Wednesday, March 19, 2008

Guest Blogger Jaci Burton on Critique Partners vs Beta Readers

I’ve used various critique partners over the years. When I first started writing seriously, I joined a critique group—a rather large one. We’d each submit a chapter and critique each other. It worked, for awhile, but then some people did more than others. I ended up dropping out, but met a lifelong friend there. After that I picked up critique partners here and there, invariably realizing that it was going to take awhile to find people that you click with. Lifestyles, work schedules, writing styles—all of that has to be taken into consideration when hooking up with a critique partner. I tend to write very steamy love scenes. Critiquing with an inspirational author wouldn’t work for me. I also write very very fast, churning out several chapters a week. Someone who takes a year to write a book wouldn’t mesh with my writing style. I did find a critique partner eventually whose style matched mine very well. She and I worked together for a couple years. Though we don’t critique together anymore, she’s still one of my best friends.

I eventually stopped critiquing with anyone, mainly because my schedule just doesn’t allow it. My deadlines are heinous, I have to churn books out fast, and I don’t have the time to devote to reading anyone else’s work.

Which brings beta readers into the picture. Beta readers would work well for me, because they read for me, I don’t have to read for them. But I’ve actually never used beta readers. Why? I don’t really know. It’s hard to turn the first draft of your book over to a reader. And I write series books, so I’d need readers familiar with my series. Readers who can find every flaw, not just typos, but also plot points. And reading is so subjective by nature. A plot thread one reader loves, another may hate. I tend to follow my own counsel as to what works and what doesn’t. Too many eyes on a book can taint that, in my opinion. And I already have an editor. How many do I need? Then there’s the whole time thing. By the time I finish a book and edit it, it’s time to turn it in. I have very little time to turn it over to a beta reader, give them time to read it, then fix whatever they think needs fixing. Hence my dilemma with using beta readers. I really wish I could, but I just don’t think it would work with my current writing schedule.

I’m really curious how many writers out there use critique partners and beta readers, and how the relationships work for them. Maybe someday when I’m not so crunched for time I could ponder the relationships again.


Jaci

http://www.jaciburton.com

5 comments:

Mel said...

Well, since I don't have an editor waiting patiently to read my tome(at least not for the book I'm talking about), I've decided to get a Beta Reader.
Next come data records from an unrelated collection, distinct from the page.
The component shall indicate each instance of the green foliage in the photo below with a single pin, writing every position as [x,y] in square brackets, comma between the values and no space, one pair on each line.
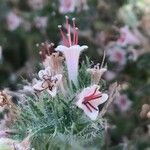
[57,123]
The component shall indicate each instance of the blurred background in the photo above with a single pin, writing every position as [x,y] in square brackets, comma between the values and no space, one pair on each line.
[120,27]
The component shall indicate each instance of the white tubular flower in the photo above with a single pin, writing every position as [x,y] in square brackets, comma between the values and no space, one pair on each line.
[97,71]
[47,82]
[89,100]
[71,50]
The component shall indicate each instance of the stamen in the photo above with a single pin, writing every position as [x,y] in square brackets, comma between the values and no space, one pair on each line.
[63,36]
[74,30]
[92,106]
[76,36]
[88,107]
[41,55]
[104,55]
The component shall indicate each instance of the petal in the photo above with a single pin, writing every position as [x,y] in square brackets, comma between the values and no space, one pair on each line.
[52,92]
[93,115]
[38,86]
[61,48]
[44,72]
[100,100]
[58,77]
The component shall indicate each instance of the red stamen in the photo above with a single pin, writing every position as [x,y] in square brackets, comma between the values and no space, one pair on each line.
[92,106]
[65,41]
[89,98]
[88,107]
[76,37]
[74,30]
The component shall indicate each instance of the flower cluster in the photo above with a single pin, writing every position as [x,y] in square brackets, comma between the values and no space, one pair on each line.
[52,77]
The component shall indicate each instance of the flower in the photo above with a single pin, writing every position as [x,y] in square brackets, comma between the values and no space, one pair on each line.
[110,75]
[127,37]
[51,58]
[41,22]
[81,5]
[97,71]
[13,21]
[36,4]
[117,55]
[3,133]
[123,102]
[66,6]
[1,55]
[71,50]
[47,82]
[89,100]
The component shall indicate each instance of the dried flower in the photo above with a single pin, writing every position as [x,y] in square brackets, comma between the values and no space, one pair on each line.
[51,58]
[41,22]
[47,82]
[9,144]
[7,104]
[71,50]
[123,102]
[145,111]
[89,100]
[1,55]
[110,75]
[13,21]
[66,6]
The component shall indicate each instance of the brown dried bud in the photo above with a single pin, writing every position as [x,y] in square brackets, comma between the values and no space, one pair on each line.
[148,115]
[145,107]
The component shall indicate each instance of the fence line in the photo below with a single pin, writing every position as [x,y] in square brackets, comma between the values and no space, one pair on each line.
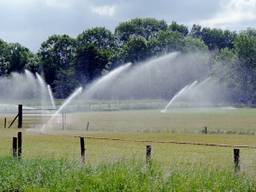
[173,142]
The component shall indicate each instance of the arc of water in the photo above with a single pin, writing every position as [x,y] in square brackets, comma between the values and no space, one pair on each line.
[65,103]
[93,88]
[175,97]
[51,96]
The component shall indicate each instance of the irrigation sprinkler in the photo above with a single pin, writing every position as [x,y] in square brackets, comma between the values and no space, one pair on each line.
[14,147]
[20,116]
[19,144]
[237,159]
[148,153]
[82,149]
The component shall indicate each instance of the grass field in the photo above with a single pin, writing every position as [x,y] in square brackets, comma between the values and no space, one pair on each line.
[136,129]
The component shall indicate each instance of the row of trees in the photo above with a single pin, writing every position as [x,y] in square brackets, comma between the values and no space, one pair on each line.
[67,62]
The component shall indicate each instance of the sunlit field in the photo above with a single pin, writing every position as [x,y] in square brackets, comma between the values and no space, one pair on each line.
[117,139]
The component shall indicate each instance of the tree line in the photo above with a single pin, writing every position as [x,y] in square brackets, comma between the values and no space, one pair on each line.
[67,62]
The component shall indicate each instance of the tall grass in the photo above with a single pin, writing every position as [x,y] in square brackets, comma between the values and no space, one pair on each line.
[62,175]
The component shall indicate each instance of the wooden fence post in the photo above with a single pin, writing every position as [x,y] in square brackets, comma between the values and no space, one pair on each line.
[237,159]
[87,126]
[148,153]
[14,147]
[20,116]
[205,130]
[19,144]
[82,149]
[5,122]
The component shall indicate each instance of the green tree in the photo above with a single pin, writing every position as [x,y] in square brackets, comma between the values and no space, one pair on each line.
[96,47]
[214,38]
[4,62]
[175,27]
[134,50]
[56,55]
[144,27]
[194,44]
[165,42]
[99,37]
[245,46]
[17,56]
[90,63]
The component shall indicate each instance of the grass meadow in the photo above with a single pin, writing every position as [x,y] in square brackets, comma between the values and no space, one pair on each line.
[115,153]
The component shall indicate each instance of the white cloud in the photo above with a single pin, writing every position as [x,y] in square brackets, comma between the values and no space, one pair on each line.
[105,10]
[231,13]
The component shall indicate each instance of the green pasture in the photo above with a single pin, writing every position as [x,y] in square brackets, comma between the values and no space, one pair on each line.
[225,126]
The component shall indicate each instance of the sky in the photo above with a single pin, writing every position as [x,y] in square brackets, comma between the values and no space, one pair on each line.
[30,22]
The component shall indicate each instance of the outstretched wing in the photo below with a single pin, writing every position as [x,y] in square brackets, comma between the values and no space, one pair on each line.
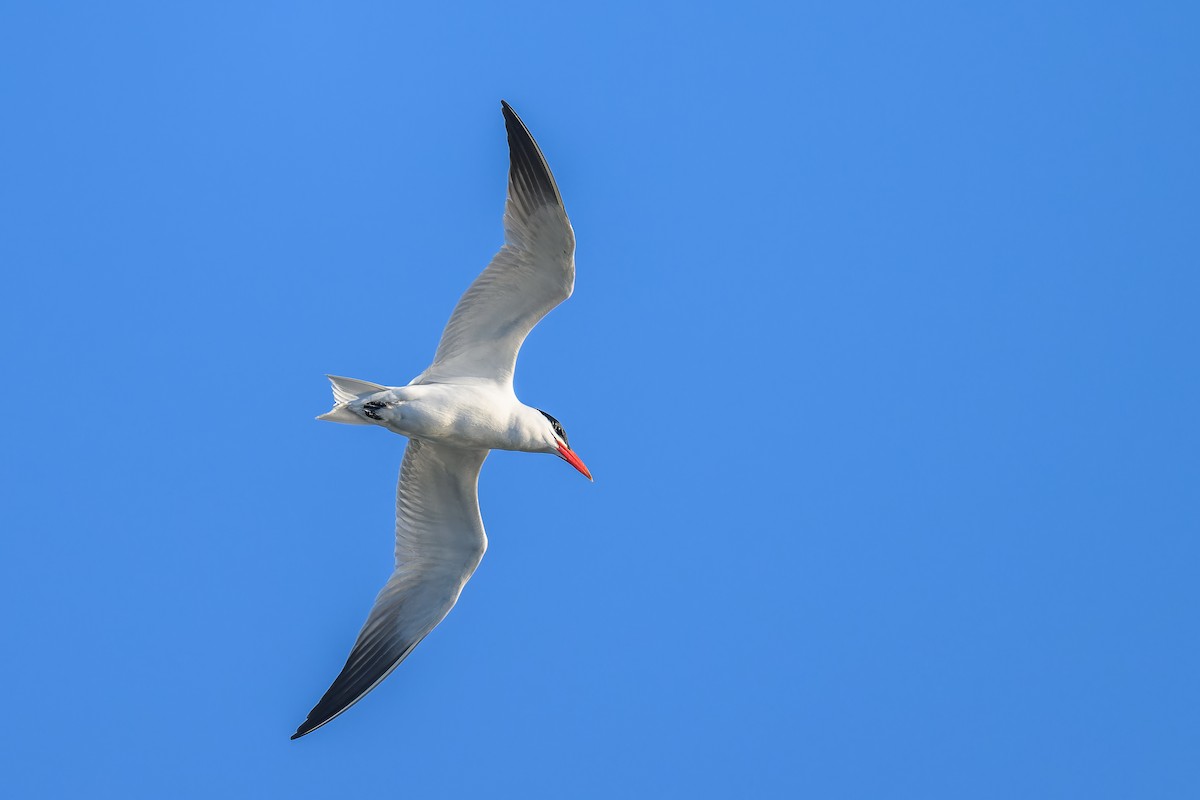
[532,274]
[439,542]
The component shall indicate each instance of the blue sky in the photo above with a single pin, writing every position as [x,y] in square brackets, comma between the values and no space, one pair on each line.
[882,352]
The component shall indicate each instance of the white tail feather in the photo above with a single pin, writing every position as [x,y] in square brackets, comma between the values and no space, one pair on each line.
[346,391]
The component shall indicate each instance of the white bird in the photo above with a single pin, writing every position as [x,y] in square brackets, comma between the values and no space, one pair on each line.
[454,413]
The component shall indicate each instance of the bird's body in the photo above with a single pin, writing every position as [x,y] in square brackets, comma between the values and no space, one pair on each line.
[454,414]
[459,414]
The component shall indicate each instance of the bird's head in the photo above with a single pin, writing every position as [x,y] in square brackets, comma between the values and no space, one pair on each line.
[556,439]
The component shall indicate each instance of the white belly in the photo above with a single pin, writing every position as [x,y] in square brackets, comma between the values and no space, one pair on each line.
[465,416]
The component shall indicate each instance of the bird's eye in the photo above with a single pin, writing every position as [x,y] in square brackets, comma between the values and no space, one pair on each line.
[558,428]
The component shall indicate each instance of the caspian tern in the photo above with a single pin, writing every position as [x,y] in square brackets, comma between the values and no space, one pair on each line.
[454,413]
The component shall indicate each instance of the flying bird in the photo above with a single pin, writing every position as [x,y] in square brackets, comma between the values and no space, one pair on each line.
[454,413]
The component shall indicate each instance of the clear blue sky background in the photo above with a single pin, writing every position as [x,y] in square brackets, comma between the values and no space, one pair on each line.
[883,353]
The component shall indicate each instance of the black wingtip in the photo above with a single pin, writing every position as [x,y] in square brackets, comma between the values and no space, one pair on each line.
[529,175]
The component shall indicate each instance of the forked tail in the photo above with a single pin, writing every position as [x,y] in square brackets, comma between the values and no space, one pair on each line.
[346,391]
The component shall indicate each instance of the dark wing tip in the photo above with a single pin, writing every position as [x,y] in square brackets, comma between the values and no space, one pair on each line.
[529,176]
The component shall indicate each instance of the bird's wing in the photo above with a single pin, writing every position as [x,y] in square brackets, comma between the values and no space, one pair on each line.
[532,274]
[439,542]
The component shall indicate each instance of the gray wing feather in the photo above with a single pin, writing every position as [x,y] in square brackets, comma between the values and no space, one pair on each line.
[532,274]
[439,542]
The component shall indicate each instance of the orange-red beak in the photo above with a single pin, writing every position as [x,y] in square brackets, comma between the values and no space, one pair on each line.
[573,459]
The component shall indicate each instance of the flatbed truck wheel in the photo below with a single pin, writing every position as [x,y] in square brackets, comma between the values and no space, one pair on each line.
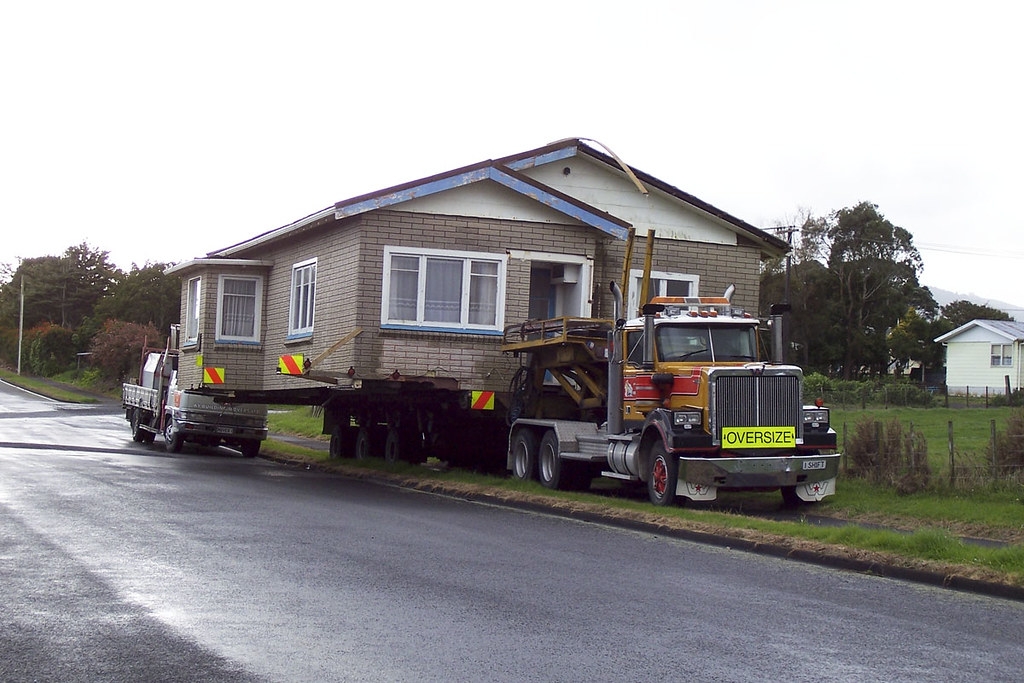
[172,439]
[524,454]
[550,468]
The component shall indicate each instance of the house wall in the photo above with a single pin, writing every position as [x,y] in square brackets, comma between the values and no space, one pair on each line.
[349,269]
[969,368]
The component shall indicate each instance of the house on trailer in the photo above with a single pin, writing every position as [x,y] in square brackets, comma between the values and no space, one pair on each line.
[984,356]
[415,285]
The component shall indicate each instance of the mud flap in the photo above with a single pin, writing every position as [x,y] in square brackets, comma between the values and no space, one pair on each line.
[696,492]
[812,493]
But this is after myself and my CP went over my whole book.

I think I'm going to have to accept I'm not one of those people who can see their work neutrally. It may be a good book but by the 10th read through I think it's complete crap without a plot or annoying characters.

So...my purpose with my CP is to get another set of eyes to see the plot holes, character violation, (and bless my CP, grammar and typos that I miss.)

As for a Beta Reader I just want to know what worked and didn't work for them. It definitely helps to get someone who hasn't read the book already. Preferably someone who isn't a writer.

Sara Thacker said...

I don't have a CP or a Beta Reader. Although a dear friend, Kellie Finley, read my first book and I'll forever be in her debt. CP's don't really work for me. I don't have the time to spend getting stuff ready for a group then reading for that group then critiquing for that group.

I do use autocrit.com and that helps with some critique stuff but not all of the problems.

I did read Surviving Demon Island and loved it. I couldn't find the next book in the series at my local bookstore but will most likely purchase it either for the plane ride to San Francisco in July or while at Nationals for the plane ride back.

Jaci Burton said...

Mel - I'd love to have the time to have readers take a look at my book and let me know what worked and didn't work. I'm hoping to carve more of that 'time' into my schedule later in the year :-)

Sara - autocrit. How cool! And thank you for reading my book! Hope you continue to enjoy the series :-)

Candace Morehouse said...

Personally, I don't use either. I, too, have had problems finding a crit partner on the same time schedule, at the same level, etc.

As for a beta reader - sounds like this position serves as an editor without payment. To me, it sounds like a beta reader points out things an editor is trained to looked for. That being said, as you most assuredly will work with an experienced editor at your place of publication after already contracted, I don't see the need. Publishers can tell if you have a good story; editing (from light to heavy) can occur after the mss. is sold.

Patrica said...

Mel, Having a CP look at your writing is the first step. Speaking from experience, self editing is the hardest thing to do but I recently found some tips to help. Firstly, put away the completed thing for about a week or two and then try it. Your brain will have 'forgotten' all those little things you know should have been in there.

Sara,
CP's and Beta readers aren't necessarily for everyone. That you can do what they do by yourself is awesome and I tip my hat to you!

I just wanted to point out to you that with critique partners it is a one on one relationship. I've got two of them and they're great. The amount of effort we put in is equal and if they don't have something cooking they're more than happy to help me out.

Jaci,
Thank you so very much for your input and for honoring us with your presence!